According to the company, the MAVERICK system comprises of a series of radars that use “existing energy in the environment” to facilitate radar transmissions, and can either supplement or substitute existing surveillance capabilities without needing allocated spectrum, licenses or emitting radiation hazard.
“The power of our MAVERICK passive radar can’t be understated in the maritime domain. It addresses a key strategic challenge for Navy and enables critical, constant situational awareness of air, land, and sea, even in reduced or silent emission-controlled conditions,” Dr James Palmer, chief executive officer at Silentium Defence said.
“For decades, naval vessels have had to switch off emitters, including radars to maintain ‘silence’ and prevent detection, or when docked due to local restriction, and this has reduced their situational awareness.
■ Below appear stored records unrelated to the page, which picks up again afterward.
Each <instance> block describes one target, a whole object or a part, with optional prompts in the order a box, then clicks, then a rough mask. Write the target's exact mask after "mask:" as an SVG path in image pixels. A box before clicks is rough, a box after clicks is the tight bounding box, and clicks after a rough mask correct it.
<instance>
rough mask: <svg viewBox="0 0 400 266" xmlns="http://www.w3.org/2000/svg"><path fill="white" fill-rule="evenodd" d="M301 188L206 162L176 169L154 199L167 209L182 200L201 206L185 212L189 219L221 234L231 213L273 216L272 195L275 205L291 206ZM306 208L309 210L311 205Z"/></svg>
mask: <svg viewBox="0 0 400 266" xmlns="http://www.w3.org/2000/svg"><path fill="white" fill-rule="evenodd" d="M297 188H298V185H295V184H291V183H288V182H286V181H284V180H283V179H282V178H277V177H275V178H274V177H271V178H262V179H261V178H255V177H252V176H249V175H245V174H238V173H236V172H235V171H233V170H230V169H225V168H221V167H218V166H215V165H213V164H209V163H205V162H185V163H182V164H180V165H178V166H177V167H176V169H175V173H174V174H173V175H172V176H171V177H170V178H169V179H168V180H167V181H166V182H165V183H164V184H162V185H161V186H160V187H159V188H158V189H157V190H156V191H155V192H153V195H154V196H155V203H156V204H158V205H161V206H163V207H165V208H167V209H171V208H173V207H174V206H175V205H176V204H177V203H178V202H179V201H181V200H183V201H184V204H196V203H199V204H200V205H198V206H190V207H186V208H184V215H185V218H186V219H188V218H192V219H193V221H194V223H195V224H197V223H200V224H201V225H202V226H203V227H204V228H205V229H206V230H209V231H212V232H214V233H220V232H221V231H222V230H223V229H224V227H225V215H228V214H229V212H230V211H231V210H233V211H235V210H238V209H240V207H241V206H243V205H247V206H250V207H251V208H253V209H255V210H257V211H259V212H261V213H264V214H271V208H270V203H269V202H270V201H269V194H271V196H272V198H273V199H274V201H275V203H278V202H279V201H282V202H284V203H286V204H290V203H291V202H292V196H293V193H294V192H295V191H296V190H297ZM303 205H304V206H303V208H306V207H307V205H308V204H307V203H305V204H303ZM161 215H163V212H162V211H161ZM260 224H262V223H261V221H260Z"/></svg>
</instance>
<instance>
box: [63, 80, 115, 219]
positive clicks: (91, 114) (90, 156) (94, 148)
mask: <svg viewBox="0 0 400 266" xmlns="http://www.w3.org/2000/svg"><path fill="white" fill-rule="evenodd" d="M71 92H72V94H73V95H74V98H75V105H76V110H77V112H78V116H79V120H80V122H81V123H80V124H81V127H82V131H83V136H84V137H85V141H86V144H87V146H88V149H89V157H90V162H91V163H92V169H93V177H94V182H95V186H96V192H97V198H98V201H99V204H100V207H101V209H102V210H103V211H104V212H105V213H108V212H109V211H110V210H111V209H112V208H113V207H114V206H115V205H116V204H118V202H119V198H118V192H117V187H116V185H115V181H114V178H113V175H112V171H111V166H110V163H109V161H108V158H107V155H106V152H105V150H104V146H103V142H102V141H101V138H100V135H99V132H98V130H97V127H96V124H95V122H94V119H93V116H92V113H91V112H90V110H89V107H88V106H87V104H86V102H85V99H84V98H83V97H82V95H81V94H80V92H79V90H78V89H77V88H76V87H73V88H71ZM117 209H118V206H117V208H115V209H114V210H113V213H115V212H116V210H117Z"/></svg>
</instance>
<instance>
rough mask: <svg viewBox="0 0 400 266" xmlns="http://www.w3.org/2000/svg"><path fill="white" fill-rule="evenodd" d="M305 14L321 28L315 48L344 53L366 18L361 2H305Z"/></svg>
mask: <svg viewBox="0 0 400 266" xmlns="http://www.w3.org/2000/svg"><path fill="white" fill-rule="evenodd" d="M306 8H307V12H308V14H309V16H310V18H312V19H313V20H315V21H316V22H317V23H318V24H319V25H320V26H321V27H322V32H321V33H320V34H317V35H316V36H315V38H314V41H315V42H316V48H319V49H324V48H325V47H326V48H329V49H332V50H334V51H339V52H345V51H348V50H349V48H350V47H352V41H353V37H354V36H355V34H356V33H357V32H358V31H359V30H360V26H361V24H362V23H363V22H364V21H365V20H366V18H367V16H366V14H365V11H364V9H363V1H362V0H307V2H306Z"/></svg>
“With our MAVERICK radars, there is no need for compromise. Our radars don’t transmit like traditional radars which means the fleet can maintain critical awareness of objects in their environment, without highlighting their position.”
Silenitum contends that such capabilities are useful across a range of defence scenarios, including detecting drones at short distances and tracking objects in low earth orbit.
The MAVERICK can be integrated into an array of defence assets.
“We’re excited to put our passive radar systems through their paces in a range of scenarios that test and validate the value proposition for Navy,” Graeme Nayler, chief strategy officer at Silentium Defence, said.
“As our battlespace continues to evolve, constant, shared situational awareness across air, land, sea, and space has never been more critical. Defence's ability to rapidly plan responses to threats depends on it, and to achieve that capability with an Australian designed, developed, and manufactured technology is an exciting prospect.”